Angela Rayner has set out plans to build around 300,000 affordable homes with the £39bn of funding she secured from the spending review.
The Deputy Prime Minister and housing secretary adds that at least 60% of homes will be for social rent, linked to local incomes, which would mean delivering around 180,000 homes for social rent. This figure is six times higher than the decade up to 2024.
The housing department adds: “Living standards for millions of social housing tenants will also be driven up under new plans to update and modernise the Decent Homes Standard, which will be extended to privately rented homes for the first time, and minimum energy efficiency standards will be implemented for the first time in the social housing sector.”

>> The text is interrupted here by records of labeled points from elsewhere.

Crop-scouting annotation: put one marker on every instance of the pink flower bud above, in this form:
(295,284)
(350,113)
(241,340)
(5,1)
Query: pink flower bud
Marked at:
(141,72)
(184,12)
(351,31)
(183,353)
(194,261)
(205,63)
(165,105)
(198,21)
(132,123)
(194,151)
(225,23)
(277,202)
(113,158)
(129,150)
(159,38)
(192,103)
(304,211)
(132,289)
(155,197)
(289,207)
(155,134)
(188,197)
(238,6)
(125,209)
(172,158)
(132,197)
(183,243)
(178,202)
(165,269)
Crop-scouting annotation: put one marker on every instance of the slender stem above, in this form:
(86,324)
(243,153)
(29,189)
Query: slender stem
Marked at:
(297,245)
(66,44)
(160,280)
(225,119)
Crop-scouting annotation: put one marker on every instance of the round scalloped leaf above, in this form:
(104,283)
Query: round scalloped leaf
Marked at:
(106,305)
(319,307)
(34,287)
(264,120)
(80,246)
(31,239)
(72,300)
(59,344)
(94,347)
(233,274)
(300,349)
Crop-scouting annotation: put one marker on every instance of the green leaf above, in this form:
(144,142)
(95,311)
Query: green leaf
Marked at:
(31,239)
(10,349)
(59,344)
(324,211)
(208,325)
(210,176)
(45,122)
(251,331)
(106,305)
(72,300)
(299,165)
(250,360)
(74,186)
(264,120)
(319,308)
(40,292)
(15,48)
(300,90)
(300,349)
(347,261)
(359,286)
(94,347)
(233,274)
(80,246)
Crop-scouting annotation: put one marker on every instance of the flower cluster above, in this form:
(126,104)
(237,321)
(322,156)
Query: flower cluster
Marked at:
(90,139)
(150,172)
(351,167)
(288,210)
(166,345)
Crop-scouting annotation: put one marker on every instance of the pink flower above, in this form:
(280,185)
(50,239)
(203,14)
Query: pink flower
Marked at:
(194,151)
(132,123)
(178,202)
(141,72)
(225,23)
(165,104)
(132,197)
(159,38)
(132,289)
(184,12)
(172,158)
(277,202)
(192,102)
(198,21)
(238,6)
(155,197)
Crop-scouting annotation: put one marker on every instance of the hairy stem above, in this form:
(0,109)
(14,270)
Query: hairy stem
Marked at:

The department will also lay out “transformative changes” to Right to Buy and other measures to protect local council housing stocks, under the Social and Affordable Homes Programme announced during last month’s spending review.
Rayner says: “With investment and reform, this government is delivering the biggest boost to social and affordable housing in a generation, unleashing a social rent revolution, and embarking on a decade of renewal for social and affordable housing in this country.”
Housing agency Homes England will be responsible for delivering the majority of the funding, with up to 30% of funding — up to £11.7bn over the 10 years — being used to support housing delivery from the Greater London Authority in the capital.
The housing department adds that the Social and Affordable Homes Programme will offer “more certainty for developers” to invest in housebuilding for the future, compared to the previous five-year £12.3bn Affordable Homes Programme.
It says the Affordable Homes Programme averaged £2.3bn of spending a year, while the department’s new plan will ramp up to spend £4bn a year by the end of this Parliament.
The government will set out a new 10-year settlement for social housing rents, which will be introduced next April “to provide the social housing sector with the certainty they need to reinvest in existing and new housing stock”.